03/28/2025

Addressing Racial Disparities in Valvular Heart Disease: The Role of Echo-Driven EHR Alerts in Improving Care Access

ACC 2025 PRESENTATION
Authors Efstathia Andrikopoulou, Gaither Horde, Pranav Bhargava, Graham Husband, Alex D’Amico, Miguel Sotelo, Paul Nona, loren wagner, Chris Rogers, and Oscar Julian Booker

Background – We studied race-based (blacks, B vs. whites, W) trends in access to appropriate care for patients with severe aortic stenosis (SAS) and severe mitral regurgitation (SMR) at a tertiary care center from April 2019 to January 2024.

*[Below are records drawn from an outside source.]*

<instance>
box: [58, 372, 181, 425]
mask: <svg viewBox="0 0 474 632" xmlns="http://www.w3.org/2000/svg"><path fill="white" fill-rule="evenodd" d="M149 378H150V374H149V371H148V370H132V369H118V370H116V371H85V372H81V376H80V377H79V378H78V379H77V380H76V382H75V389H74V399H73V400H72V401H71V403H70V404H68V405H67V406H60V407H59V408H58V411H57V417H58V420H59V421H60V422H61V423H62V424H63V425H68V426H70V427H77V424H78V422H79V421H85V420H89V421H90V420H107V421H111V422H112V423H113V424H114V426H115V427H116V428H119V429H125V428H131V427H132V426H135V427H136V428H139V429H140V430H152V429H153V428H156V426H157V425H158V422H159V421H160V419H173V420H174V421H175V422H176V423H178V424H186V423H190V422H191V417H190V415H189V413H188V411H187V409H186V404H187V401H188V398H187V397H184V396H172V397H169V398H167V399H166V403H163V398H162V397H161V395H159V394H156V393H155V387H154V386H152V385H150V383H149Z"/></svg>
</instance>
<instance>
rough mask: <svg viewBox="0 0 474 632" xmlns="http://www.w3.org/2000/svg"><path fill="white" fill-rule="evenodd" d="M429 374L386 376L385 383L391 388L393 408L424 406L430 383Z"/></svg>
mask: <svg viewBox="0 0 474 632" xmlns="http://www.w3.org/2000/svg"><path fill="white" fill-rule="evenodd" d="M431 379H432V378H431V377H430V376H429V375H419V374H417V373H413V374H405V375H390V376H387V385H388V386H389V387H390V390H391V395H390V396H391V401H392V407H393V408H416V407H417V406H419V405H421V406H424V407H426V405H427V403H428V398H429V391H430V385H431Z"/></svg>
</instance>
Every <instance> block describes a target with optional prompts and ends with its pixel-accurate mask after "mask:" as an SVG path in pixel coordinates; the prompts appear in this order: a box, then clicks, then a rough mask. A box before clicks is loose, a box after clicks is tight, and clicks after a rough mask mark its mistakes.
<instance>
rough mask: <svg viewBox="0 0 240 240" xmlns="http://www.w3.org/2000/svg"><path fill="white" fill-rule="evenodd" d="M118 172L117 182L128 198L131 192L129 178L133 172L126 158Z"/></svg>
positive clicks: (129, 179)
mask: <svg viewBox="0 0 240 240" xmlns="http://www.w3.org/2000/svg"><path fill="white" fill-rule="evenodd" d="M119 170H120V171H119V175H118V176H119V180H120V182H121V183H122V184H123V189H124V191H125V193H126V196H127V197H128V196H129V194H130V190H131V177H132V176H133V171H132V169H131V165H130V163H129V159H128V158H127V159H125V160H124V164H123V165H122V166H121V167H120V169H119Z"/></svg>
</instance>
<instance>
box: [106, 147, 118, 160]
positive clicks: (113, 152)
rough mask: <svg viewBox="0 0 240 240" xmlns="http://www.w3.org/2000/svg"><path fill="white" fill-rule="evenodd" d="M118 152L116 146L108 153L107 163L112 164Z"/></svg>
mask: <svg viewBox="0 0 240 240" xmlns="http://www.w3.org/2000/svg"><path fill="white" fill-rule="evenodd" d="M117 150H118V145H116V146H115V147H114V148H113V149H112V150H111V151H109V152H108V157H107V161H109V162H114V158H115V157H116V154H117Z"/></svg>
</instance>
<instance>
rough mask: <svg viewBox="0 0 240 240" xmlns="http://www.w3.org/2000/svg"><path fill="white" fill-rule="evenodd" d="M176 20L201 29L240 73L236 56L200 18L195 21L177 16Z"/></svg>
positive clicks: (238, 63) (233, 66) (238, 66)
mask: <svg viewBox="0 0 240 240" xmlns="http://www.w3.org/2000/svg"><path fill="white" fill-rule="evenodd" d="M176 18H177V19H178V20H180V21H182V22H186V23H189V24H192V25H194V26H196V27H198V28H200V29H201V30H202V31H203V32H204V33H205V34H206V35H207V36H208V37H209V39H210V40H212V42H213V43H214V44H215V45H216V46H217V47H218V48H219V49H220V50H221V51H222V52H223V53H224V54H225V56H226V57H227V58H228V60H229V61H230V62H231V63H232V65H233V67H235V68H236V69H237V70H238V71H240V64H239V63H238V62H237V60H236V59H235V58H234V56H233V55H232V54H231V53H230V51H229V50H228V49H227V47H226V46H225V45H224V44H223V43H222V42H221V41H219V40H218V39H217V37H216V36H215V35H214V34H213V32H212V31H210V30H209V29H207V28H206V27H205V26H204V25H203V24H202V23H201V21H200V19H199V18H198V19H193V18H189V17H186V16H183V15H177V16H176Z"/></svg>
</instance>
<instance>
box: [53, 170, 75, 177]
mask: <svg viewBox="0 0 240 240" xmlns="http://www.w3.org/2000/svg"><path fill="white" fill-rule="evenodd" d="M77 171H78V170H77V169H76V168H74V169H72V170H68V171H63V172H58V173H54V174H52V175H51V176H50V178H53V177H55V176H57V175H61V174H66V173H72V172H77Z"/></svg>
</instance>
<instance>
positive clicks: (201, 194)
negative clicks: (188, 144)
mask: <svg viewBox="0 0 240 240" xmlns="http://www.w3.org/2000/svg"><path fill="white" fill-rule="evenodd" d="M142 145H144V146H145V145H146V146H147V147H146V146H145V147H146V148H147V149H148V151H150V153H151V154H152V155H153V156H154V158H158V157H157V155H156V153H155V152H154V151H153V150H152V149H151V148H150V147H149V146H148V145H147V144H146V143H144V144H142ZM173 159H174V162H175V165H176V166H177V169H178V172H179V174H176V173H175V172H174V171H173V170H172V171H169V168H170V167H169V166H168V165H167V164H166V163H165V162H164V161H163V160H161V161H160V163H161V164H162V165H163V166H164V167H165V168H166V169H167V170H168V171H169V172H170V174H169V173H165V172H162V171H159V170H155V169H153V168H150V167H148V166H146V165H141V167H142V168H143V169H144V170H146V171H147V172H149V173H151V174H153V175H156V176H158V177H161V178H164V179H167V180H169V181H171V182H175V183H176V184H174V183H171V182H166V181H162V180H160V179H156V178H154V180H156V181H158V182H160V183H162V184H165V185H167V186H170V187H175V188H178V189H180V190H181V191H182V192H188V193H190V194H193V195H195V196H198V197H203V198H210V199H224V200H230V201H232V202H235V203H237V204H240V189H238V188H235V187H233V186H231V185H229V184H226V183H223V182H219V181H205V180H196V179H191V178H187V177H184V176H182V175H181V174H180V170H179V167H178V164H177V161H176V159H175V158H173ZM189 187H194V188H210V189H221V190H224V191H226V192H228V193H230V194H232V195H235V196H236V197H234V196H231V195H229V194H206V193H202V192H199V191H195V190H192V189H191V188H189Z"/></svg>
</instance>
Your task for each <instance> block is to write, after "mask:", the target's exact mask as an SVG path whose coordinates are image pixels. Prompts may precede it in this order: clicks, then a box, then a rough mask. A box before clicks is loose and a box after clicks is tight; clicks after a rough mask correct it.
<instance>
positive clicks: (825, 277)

Methods – In February 2020, we implemented echocardiogram (echo) – driven EHR notifications nudging clinicians to refer patients to the Structural Heart Clinic. Inclusion and exclusion criteria are listed in Fig 1A and B. We used statistical process control (SPC) charts to show change in the endpoint over time, and an ANOVA to examine the effect of the echo date (pre and post intervention) on the log-transformed follow up (FU) time, with comparisons grouped by race. The p-values were adjusted using the Bonferroni method to account for multiple comparisons.

Results – Average time to FU decreased for both B’s and W’s (-92 and -50 days, respectively, Fig C). In the log-transformed response times (correcting for non-normal residuals), although the interaction between echo date and race was insignificant (p=0.15, ANOVA), in post-hoc subgroup analysis the intervention led to significant improvements to FU time in B’s (p=0.015, Fig D), but not for W’s. In the SPC analysis, there was a downward trend in the time to FU compared to the before “go-live” period. One explanation could be implementation of our EHR notification.

Conclusion – Such interventions might contribute to bridging race-based disparities in access to care; however, randomized studies are needed to test this hypothesis.